Bacteria and Viruses
Support for this aspect comes from a both old and new evidence. For example:
- Dale and Church (2004) paper described the link between modern cases of a disease caused by the bacteria Encephalitis Lethargica and a post World War 1 illness that swept the world. They noted similarites of symptoms including sleep disorders, lethargy, parkinsonism, dyskinesias and neuropsychiatric issues. The original illness was a devastating brain attacking condition affecting over 5 million people that left its victims like living statues without the ability to move or speak. The 1917-1928 outbreak was portrayed in the Robert De Niro/Robin Williams film ‘Awakenings’ and was based on the work of British neurologist Oliver Sacks. In 1969, he used the newly developed drug L-Dopa to treat and awaken patients who had remained in a catatonic state dating back from the 1920’s outbreak.
- Many post 1918 Spanish flu (Avian H1N1) patients with encephalopathy went on to develop Parkinson-like symptoms.
- Japanese B encephalitis can produce Parkinson-like symptoms.
- A recent study in Nature Neuroscience suggests that,”infection or other factors that cause certain types of brain inflammation and high levels of Interferon Gamma can predispose one to Parkinsonism or even cause it outright.”
- Another recent study presented to the American Society for Microbiology suggested a possible link with the bacterial infection Helicobacter Pylori (responsible for stomach ulcers) and Parkinson’s disease.

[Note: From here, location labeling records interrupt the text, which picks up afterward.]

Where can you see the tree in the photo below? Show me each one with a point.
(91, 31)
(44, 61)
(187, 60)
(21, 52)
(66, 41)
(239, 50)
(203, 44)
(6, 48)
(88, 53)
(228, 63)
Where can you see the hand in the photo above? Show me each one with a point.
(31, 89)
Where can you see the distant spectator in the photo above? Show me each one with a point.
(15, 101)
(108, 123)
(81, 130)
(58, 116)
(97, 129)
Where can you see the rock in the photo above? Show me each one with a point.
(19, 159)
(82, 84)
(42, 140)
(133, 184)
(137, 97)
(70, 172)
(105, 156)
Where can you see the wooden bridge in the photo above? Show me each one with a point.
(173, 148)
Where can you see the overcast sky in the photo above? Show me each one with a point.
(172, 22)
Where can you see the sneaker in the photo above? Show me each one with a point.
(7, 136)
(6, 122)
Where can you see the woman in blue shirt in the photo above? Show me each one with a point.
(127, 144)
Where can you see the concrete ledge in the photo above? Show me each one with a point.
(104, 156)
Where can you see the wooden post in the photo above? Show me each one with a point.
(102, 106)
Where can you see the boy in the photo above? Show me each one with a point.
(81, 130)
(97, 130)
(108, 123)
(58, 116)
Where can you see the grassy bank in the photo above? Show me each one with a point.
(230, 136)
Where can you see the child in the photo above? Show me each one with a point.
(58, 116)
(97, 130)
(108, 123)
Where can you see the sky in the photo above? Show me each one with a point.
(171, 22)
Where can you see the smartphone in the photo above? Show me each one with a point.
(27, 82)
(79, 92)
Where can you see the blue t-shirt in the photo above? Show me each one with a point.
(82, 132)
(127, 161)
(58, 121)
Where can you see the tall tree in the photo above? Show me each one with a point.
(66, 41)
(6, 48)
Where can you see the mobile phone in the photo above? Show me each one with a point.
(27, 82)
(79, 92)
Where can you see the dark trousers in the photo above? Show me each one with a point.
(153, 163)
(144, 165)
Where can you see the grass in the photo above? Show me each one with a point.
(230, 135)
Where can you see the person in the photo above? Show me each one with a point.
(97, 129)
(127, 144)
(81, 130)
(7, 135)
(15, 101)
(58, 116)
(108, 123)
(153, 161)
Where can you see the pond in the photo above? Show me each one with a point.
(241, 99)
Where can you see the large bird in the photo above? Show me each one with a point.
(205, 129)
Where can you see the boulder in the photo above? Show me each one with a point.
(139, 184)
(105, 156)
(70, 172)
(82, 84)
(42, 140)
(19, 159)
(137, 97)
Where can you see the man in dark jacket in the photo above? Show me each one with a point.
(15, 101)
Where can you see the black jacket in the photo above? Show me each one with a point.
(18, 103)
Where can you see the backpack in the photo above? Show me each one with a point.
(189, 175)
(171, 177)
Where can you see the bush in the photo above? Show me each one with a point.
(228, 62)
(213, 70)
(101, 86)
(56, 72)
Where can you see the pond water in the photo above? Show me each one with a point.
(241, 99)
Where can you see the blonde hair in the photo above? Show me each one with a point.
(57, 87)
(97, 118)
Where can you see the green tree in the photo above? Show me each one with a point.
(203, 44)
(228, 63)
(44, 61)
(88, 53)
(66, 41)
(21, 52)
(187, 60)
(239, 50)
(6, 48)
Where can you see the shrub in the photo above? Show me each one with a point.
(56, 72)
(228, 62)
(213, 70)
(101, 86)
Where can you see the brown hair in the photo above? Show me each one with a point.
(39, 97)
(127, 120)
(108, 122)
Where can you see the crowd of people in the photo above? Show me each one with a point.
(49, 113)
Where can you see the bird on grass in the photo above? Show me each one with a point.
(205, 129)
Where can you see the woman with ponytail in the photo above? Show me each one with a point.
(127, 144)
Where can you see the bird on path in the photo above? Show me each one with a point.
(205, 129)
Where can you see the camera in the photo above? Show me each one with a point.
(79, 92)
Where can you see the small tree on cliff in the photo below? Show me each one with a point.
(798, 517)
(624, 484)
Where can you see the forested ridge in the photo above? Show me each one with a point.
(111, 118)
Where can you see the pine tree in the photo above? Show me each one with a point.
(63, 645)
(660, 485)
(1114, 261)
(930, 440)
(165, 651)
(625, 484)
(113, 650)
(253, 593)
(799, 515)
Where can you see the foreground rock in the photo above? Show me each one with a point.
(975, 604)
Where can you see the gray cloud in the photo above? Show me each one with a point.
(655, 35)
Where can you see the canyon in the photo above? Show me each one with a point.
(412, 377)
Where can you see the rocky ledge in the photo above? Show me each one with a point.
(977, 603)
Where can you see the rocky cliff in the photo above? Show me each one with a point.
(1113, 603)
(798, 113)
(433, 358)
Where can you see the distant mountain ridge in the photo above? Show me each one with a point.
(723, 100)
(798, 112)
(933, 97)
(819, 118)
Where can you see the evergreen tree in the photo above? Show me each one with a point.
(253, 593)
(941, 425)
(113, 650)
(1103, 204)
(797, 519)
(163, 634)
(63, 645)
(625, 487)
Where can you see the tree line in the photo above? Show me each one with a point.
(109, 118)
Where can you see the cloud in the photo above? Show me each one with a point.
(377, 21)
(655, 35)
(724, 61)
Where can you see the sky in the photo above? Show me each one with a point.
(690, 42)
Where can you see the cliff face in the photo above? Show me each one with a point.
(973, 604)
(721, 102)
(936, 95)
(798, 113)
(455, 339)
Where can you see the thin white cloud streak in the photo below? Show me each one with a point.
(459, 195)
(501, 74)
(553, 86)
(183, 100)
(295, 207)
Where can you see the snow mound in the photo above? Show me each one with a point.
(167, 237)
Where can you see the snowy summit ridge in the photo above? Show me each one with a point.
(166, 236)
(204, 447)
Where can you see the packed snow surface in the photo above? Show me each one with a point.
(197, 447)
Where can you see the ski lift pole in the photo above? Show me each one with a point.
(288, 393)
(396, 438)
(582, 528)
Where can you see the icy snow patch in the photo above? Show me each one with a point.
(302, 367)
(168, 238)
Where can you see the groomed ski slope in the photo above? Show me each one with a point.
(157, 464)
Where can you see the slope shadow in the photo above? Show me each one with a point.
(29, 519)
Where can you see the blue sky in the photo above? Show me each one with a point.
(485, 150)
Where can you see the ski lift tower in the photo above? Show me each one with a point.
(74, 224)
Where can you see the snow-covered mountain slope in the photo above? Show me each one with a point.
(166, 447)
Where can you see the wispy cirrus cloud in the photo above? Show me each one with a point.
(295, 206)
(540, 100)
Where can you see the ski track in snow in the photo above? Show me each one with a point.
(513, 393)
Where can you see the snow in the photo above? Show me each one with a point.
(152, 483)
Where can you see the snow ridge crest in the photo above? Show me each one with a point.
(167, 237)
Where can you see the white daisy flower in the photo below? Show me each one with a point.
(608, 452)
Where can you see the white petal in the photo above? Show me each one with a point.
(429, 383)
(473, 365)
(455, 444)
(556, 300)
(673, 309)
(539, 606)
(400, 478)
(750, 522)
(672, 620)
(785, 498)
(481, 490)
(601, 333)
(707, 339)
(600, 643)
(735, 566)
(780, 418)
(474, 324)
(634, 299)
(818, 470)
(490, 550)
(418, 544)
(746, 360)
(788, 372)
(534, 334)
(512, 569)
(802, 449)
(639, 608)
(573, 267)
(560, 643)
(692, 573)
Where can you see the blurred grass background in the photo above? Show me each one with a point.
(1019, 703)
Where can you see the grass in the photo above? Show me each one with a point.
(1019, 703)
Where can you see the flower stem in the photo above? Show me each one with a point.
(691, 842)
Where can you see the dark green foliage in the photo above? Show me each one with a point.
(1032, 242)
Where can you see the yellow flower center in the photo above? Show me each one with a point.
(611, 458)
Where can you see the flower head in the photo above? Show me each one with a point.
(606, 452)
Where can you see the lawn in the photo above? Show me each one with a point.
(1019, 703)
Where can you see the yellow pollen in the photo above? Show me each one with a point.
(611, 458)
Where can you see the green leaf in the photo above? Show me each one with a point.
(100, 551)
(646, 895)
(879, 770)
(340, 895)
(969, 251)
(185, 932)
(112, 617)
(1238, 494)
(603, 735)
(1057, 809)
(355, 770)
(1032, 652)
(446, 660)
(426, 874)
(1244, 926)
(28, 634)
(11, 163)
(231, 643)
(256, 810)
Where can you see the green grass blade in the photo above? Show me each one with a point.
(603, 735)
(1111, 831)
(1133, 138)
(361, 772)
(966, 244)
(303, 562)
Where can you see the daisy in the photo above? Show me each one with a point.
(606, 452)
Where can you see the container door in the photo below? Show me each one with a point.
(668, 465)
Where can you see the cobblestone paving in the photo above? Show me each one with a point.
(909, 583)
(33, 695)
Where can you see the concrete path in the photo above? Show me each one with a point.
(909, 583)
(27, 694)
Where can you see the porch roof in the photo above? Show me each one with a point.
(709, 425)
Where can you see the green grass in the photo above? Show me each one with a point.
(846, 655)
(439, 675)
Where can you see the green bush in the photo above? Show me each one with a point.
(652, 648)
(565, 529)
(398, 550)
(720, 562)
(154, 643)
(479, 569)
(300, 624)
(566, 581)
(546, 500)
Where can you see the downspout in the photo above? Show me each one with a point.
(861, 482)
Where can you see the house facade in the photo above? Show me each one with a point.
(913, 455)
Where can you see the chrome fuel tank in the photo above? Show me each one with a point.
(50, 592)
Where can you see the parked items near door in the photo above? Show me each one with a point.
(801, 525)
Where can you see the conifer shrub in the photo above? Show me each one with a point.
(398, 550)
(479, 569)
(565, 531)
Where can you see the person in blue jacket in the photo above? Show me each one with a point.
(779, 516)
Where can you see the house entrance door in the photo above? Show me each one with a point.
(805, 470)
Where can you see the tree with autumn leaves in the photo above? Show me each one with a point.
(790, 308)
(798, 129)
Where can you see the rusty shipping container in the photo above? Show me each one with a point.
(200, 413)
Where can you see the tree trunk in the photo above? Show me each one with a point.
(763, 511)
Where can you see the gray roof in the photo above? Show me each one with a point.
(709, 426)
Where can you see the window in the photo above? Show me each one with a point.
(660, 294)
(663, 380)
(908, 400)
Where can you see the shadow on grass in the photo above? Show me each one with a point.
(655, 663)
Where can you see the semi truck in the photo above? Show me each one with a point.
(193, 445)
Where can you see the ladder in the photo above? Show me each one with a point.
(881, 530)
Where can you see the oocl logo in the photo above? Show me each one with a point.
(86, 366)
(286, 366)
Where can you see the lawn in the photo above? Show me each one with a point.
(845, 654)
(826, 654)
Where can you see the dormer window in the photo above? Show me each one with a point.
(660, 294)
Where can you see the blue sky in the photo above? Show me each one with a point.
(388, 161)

Other possible Parkinson’s disease risk factors proposed include:
- Mitochondria causing oxidative stress due to creating free radicals.
- Excessive build up of proteins in cells because failure in Cell Protein Disposal.
- Previous head injury.
- Severe trauma or stress.
In addition, it has been suggested that there is a greater risk of developing Parkinson’s with:
- People who have obsessive personalities, or
- People who exhibit an impaired sense of smell.
Surprising statistics concerning Parkinson’s disease risk factors:
- Caffeine appears to reduce the risk of developing Parkinson’s disease. For example, a study of Japanese-American men suggested the risk of developing Parkinson’s was less in those who drank coffee regularly and decreased proportionally to the amount consumed.
- Smokers risk may be reduced down to a third compared to non-smokers. Why? Most likely because Nicotine may act as a dopamine stimulant and smoke contains MAO inhibitors which help prevent dopamine breakdown.
- People with high cholesterol are less likely to get Parkinson’s.